V
A segunda onda o derrubou. Sua visão ficou escura, o rugido do mar
enchia seus ouvidos, a respiração estava entrecortada, mas ainda estava vivo.
Com esforço conseguiu levantar-se. Ao longe, a rocha continuava imóvel.
Gostaria de ser aquela rocha e sentir a carícia das ondas em seu rosto insensível.
A rocha lembrava seus olhos: duros, frios. No início, eles eram claros,
tranqüilos, como um lago na primavera. Tentou mergulhar neles, mas eles se
fecharam. O lago tornou-se turvo, queria afogá-lo. Tentou resistir
desesperadamente, agarrando-se a seus cabelos, mas eles não o sustiveram e ele
mergulhou no profundo abismo das ilusões, cruzou caminhos escuros e tortuosos,
atrás de um coração insensível.
Seus lábios continuaram impassíveis. Queria beber neles, mas eram estéreis
e frios como a lâmina de um punhal que esfria a vida. Seria mais fácil brotar
água de uma pedra no deserto que um sorriso em seus lábios.

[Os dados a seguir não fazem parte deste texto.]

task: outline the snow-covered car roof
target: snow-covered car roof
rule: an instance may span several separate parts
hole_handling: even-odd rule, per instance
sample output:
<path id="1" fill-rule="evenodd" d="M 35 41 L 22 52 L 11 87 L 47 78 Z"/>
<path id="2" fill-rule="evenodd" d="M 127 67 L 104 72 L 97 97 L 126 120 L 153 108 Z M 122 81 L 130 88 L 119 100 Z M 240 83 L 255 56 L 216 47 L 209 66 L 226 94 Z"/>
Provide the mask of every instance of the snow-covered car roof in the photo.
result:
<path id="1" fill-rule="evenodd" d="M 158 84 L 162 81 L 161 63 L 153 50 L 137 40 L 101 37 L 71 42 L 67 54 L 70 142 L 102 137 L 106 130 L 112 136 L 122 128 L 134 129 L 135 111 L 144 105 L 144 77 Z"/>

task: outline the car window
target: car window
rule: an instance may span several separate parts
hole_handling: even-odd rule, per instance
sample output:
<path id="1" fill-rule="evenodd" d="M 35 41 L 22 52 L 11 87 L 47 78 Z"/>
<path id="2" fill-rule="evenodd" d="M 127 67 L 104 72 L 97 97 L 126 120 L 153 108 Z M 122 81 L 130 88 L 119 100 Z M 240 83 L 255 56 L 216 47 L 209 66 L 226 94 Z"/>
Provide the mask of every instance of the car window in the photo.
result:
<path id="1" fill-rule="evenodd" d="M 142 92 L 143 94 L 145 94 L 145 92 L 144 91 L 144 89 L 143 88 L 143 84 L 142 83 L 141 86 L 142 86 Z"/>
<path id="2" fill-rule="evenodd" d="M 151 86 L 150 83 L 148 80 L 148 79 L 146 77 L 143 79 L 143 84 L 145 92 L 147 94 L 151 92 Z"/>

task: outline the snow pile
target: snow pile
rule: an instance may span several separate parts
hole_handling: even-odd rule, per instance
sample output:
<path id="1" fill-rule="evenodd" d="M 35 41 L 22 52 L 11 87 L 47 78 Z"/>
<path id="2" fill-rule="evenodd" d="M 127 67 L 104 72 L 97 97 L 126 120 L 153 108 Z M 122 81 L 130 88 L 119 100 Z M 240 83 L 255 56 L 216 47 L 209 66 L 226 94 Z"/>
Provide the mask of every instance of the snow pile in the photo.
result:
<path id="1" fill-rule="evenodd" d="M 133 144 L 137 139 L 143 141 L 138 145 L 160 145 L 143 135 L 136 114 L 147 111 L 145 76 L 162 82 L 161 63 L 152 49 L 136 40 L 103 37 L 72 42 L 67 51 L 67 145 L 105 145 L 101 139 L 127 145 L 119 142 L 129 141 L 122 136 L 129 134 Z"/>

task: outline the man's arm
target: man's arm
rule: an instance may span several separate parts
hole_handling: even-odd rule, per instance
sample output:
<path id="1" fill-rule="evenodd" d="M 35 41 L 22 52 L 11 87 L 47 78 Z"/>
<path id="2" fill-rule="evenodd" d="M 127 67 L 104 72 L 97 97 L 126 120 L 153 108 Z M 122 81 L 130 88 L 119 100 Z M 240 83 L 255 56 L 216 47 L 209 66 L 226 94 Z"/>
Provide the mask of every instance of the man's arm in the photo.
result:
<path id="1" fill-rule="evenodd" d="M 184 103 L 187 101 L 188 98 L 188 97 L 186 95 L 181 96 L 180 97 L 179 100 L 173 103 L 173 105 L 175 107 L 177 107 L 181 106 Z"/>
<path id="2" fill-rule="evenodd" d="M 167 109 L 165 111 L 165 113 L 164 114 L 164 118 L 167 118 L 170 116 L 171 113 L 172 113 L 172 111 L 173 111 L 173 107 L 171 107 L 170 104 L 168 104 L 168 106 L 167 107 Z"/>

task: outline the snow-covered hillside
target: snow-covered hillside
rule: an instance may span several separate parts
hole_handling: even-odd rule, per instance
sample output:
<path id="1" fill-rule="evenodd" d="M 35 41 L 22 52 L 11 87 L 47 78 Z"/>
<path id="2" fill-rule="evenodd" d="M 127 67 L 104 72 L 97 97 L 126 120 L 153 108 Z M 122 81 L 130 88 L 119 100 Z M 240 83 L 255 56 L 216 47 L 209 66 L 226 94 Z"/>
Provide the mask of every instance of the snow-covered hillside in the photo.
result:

Ao longe, a rocha continuava imóvel. Atrás dela podia ver seus olhos
olhando fixamente para ele. A cor rósea do crepúsculo contrastava
profundamente com aquelas duas esferas verdes a fitá-lo. Aquele olhar penetrava
em sua carne, dilacerava suas entranhas, retirando-lhe o calor da vida, cobrando
o tributo por ousar contemplá-lo.
Sentia as forças abandonando seus músculos, os joelhos se dobraram e os
braços penderam ao lado do corpo. As ondas continuavam a castigá-lo, mas ele não
sentia mais nada. A vista tornou-se turva, mas pôde ainda distinguir, sobre o
horizonte, a primeira estrela da noite. Ele a conhecia. Ela havia voltado.
Sorriu.
Na penumbra que antecedeu a escuridão total, ainda pôde distinguir seus
lábios. Eles sorriam...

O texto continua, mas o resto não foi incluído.